Threat: Exploitation of ktlint Vulnerability (Leading to Code Execution)

  • Threat: Exploitation of ktlint Vulnerability (Leading to Code Execution)

    • Description: An attacker discovers a zero-day vulnerability in ktlint itself (e.g., in the parsing logic, rule engine, or a specific built-in rule) that allows for arbitrary code execution. They craft a specially designed Kotlin file that, when processed by ktlint, triggers the vulnerability and executes malicious code. This is less likely than the malicious rule scenario but still a significant risk.

    • Impact:

      • Remote code execution on the developer's machine or CI/CD server.
      • Data exfiltration.
      • Code modification.
      • System compromise.

    • Affected ktlint Component: Potentially any part of ktlint, depending on the specific vulnerability. Likely areas include:

      • KtLint.kt (main entry point and processing logic)
      • com.pinterest.ktlint.core.ast (Abstract Syntax Tree parsing)
      • Specific rule implementations within com.pinterest.ktlint.ruleset.standard or com.pinterest.ktlint.ruleset.experimental

    • Risk Severity: High (Potentially Critical if a readily exploitable RCE is found)

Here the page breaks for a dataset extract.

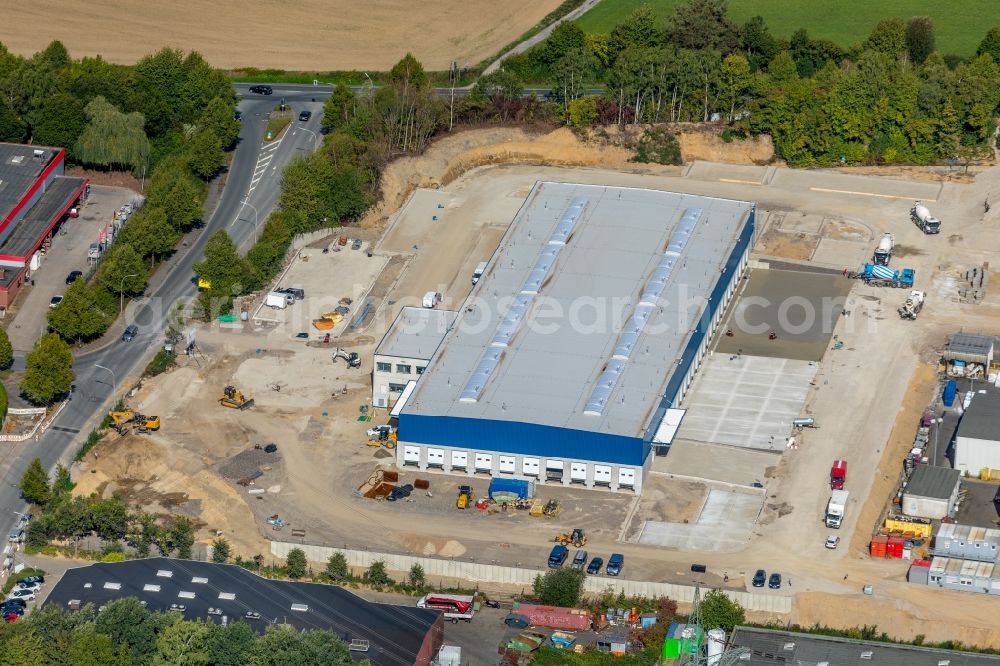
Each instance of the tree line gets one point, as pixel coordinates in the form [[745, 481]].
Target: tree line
[[892, 99]]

    • Mitigation Strategies:

      • Keep Updated: Maintain a strict policy of updating to the latest version of ktlint immediately upon release. Automate this process in CI/CD.
      • Monitor Advisories: Actively monitor ktlint's security advisories, release announcements, and any relevant security mailing lists for vulnerability disclosures.
      • Sandboxing: As with malicious rules, running ktlint in a sandboxed environment (e.g., Docker) significantly reduces the impact of a potential code execution vulnerability.
      • Fuzzing (Advanced): For organizations with high security requirements, consider implementing fuzz testing of ktlint to proactively discover vulnerabilities before attackers do. This is a specialized security testing technique.
      • Vulnerability Scanning (Advanced): Integrate static analysis tools that can scan ktlint's codebase itself for potential vulnerabilities.